Malgré des dangers considérables, des migrants en quête d'un avenir meilleur, et des réfugiés fuyant la guerre et les persécutions, continuent à embarquer dans des bateaux de fortune pour des traversées en haute mer. L'un des principaux itinéraires vers l'Europe part de l'ouest de l'Afrique vers l'archipel des Canaries, un territoire espagnol.
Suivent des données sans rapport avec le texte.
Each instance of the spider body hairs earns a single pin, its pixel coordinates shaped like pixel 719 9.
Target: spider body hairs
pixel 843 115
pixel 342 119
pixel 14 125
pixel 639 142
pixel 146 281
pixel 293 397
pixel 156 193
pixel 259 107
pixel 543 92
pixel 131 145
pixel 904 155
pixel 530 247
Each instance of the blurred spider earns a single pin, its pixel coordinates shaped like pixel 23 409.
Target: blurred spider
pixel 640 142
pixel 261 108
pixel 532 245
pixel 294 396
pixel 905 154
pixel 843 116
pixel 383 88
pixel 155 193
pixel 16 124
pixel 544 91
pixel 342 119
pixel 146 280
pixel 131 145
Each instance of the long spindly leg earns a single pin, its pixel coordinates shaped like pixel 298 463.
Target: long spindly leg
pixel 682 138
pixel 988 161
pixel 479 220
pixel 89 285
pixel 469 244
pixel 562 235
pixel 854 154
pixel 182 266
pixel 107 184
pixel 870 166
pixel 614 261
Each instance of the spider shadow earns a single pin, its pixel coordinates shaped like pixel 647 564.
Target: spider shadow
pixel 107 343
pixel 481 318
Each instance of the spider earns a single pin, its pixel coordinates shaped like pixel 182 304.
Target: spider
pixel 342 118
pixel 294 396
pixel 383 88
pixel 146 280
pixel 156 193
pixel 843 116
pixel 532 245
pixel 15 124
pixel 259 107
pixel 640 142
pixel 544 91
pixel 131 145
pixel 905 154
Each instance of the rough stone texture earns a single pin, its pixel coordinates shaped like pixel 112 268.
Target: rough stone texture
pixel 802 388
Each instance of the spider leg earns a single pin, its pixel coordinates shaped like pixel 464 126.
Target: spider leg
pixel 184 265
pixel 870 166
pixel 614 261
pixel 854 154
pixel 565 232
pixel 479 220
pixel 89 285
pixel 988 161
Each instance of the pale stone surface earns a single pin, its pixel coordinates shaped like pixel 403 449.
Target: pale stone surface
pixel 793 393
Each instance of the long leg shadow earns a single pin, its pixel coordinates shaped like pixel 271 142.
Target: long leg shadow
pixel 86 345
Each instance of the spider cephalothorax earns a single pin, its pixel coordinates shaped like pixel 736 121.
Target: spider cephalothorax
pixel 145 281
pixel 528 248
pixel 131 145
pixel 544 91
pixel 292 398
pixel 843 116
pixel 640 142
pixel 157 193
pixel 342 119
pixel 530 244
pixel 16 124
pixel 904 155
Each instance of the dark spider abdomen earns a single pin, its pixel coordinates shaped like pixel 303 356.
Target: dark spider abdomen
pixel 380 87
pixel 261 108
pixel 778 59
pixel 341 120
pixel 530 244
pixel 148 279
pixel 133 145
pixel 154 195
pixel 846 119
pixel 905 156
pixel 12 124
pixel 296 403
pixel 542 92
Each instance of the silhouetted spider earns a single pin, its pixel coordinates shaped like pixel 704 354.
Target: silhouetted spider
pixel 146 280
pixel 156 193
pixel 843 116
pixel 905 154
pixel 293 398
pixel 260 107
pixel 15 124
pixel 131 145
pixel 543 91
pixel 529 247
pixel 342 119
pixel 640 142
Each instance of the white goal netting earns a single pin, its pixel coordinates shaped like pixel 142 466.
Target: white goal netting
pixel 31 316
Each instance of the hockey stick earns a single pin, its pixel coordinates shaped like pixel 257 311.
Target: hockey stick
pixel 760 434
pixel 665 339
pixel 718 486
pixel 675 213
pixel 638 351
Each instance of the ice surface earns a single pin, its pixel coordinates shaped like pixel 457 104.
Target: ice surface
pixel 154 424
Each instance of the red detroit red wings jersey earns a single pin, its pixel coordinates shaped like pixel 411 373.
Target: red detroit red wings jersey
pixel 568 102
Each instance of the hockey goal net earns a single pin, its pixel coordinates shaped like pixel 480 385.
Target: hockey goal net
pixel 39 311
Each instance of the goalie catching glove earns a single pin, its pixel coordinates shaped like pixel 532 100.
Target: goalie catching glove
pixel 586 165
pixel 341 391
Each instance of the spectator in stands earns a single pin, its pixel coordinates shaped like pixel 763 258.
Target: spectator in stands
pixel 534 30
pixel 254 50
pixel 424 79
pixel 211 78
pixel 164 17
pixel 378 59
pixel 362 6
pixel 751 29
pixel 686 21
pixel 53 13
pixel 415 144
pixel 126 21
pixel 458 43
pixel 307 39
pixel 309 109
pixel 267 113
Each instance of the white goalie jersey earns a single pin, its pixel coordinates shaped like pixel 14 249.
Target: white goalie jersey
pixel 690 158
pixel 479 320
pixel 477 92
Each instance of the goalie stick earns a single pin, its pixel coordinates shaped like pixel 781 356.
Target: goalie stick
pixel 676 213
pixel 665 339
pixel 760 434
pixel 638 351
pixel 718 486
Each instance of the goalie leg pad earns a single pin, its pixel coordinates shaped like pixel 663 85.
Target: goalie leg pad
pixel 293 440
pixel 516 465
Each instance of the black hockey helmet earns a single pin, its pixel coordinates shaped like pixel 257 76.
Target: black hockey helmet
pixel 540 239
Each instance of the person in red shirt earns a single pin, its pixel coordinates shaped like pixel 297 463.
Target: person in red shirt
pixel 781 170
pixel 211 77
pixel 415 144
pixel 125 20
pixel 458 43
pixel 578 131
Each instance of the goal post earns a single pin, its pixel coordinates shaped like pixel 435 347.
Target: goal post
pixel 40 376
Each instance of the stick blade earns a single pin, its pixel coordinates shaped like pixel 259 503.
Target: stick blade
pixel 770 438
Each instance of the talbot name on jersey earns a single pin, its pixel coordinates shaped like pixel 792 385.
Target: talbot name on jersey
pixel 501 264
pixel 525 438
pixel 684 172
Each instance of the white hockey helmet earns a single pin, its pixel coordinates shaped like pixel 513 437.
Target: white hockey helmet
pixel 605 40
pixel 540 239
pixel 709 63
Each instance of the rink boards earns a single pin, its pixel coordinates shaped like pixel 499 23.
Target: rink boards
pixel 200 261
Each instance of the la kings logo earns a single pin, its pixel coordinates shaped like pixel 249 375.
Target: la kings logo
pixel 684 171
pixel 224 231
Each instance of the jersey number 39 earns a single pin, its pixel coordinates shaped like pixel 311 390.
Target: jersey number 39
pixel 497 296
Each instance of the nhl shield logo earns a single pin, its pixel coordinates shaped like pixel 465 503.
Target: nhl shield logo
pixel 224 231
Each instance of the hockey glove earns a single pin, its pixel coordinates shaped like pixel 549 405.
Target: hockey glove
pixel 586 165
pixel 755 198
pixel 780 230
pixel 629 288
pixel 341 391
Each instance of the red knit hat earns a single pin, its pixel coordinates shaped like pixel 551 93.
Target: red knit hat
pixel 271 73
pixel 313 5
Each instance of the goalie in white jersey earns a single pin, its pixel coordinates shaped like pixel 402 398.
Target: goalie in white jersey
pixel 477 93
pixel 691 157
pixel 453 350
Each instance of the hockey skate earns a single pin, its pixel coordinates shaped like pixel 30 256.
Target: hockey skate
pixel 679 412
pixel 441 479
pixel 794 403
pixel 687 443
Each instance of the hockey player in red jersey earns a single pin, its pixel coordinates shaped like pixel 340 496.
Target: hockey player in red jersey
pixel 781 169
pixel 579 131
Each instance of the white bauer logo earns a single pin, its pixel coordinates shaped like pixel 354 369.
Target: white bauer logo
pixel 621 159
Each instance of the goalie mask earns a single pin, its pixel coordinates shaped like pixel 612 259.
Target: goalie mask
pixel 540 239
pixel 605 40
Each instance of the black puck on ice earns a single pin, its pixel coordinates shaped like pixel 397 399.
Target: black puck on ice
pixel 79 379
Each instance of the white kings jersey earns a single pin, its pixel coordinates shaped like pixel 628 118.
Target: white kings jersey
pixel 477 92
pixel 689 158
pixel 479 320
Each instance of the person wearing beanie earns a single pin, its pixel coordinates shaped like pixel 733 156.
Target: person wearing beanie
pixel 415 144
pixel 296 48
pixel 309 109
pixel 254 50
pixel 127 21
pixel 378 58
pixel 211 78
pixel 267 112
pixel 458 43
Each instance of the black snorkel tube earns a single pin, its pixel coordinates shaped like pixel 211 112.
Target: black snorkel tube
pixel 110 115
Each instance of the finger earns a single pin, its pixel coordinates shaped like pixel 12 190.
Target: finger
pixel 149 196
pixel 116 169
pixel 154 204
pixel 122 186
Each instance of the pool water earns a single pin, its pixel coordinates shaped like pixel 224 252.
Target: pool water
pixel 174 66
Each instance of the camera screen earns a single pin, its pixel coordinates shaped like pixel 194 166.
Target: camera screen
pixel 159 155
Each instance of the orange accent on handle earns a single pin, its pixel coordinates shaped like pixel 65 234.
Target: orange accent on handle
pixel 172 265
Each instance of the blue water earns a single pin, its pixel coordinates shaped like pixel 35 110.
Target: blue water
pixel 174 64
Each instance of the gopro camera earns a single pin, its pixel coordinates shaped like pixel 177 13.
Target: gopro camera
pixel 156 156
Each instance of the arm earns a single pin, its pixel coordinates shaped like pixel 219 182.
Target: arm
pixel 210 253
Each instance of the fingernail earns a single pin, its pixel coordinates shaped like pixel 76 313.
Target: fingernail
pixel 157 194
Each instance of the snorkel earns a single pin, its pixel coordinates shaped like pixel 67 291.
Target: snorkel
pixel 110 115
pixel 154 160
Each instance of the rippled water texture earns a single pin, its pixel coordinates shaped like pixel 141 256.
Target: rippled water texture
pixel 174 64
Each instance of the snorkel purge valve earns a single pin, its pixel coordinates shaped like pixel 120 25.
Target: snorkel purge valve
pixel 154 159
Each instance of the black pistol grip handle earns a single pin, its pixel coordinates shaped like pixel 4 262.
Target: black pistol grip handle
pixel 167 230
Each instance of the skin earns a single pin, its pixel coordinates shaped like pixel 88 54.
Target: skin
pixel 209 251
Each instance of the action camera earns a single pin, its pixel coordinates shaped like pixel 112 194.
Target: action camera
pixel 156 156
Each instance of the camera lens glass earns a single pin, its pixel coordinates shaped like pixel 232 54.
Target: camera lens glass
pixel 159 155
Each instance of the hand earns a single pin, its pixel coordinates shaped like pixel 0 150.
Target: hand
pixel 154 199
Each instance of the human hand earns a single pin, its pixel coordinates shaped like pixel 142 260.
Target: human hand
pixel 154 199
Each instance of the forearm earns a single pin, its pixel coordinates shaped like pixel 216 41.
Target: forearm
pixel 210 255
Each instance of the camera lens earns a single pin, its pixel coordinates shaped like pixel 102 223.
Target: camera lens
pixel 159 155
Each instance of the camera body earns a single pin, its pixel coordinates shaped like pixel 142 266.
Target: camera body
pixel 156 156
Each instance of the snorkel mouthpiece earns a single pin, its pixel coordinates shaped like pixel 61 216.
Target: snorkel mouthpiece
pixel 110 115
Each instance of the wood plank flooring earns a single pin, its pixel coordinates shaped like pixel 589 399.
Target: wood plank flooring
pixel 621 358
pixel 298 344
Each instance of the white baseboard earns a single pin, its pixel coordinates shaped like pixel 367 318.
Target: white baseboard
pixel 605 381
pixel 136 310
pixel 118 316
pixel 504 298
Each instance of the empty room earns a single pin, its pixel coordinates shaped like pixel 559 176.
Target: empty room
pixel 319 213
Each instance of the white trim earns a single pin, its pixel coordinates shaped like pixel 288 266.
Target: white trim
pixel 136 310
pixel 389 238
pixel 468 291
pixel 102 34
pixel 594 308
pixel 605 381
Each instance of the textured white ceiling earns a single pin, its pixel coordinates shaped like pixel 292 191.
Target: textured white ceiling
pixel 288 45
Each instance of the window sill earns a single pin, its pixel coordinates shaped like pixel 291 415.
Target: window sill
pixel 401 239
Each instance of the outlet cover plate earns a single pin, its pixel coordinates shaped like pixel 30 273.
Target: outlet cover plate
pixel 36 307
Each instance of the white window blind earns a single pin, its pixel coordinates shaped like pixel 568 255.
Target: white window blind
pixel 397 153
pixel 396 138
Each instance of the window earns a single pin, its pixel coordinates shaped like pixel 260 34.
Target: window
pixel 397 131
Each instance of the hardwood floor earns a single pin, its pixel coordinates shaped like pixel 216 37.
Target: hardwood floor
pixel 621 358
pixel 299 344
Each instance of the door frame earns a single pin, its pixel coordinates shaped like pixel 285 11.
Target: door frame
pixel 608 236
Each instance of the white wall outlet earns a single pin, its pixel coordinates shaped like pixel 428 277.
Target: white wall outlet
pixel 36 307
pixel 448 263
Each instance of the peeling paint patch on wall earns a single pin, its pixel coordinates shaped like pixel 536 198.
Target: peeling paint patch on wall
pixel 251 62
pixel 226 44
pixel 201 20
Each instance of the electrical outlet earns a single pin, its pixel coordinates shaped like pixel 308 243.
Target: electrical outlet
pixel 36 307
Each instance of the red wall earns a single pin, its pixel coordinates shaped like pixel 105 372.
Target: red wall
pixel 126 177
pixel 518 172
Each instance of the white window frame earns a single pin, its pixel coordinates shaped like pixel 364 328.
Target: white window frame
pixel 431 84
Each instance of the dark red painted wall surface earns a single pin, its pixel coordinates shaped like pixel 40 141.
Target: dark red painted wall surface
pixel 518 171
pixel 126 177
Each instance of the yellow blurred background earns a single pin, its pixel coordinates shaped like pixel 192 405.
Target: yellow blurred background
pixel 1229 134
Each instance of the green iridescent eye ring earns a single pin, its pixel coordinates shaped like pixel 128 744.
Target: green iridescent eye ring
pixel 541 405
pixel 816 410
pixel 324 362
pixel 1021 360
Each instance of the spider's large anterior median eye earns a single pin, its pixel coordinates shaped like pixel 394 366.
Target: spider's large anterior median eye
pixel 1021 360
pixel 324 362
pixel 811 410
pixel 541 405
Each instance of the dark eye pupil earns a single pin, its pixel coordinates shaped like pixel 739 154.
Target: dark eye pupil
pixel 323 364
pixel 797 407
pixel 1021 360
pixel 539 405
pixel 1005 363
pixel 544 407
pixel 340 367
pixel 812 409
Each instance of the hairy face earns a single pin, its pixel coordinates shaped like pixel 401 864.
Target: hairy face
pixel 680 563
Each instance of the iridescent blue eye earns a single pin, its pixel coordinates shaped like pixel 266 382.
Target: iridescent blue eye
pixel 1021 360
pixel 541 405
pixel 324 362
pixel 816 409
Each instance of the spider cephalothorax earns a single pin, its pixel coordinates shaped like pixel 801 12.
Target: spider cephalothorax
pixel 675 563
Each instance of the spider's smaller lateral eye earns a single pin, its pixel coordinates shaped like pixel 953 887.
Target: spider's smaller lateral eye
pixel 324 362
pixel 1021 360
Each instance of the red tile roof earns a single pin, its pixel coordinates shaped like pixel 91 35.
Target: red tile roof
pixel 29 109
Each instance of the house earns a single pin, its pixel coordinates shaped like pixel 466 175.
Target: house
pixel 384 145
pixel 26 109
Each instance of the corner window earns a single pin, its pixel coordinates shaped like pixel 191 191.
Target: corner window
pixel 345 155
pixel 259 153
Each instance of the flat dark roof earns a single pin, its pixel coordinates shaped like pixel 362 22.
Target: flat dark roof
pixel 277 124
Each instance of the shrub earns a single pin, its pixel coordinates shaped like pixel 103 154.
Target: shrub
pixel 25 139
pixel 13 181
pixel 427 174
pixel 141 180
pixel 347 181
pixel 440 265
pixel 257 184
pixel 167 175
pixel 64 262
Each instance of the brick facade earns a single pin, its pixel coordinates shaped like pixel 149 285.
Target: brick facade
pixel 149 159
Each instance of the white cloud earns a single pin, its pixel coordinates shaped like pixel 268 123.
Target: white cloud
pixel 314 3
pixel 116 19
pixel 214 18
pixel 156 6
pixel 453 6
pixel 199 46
Avant 2006, la plupart des migrants irréguliers, empruntant cet itinéraire sur l'océan Atlantique, embarquaient sur des pateras, des bateaux pouvant transporter jusqu'à 20 personnes. Les pateras partaient en majorité depuis le Maroc et le Territoire du Sahara occidental, pour une traversée d'une demi-journée. Les pateras ont été remplacés par des bateaux plus importants appelés des cayucos, qui peuvent transporter jusqu'à 150 personnes. Les cayucos partent depuis des ports situés dans des pays d'Afrique de l'Ouest comme la Gambie, le Ghana, la Guinée, le Sénégal ou la Sierra Leone. Ils prennent plus de trois semaines pour atteindre les Canaries.

Parmi les 32 000 personnes arrivées dans les îles Canaries, seule une petite proportion d'entre elles (359 personnes) ont demandé l'asile en 2006. En 2007, plus de 500 demandes d'asile ont été déposées aux îles Canaries. Ce chiffre est particulièrement significatif, étant donnée la diminution de 75 pour cent de nombre global des arrivées par la mer en 2007.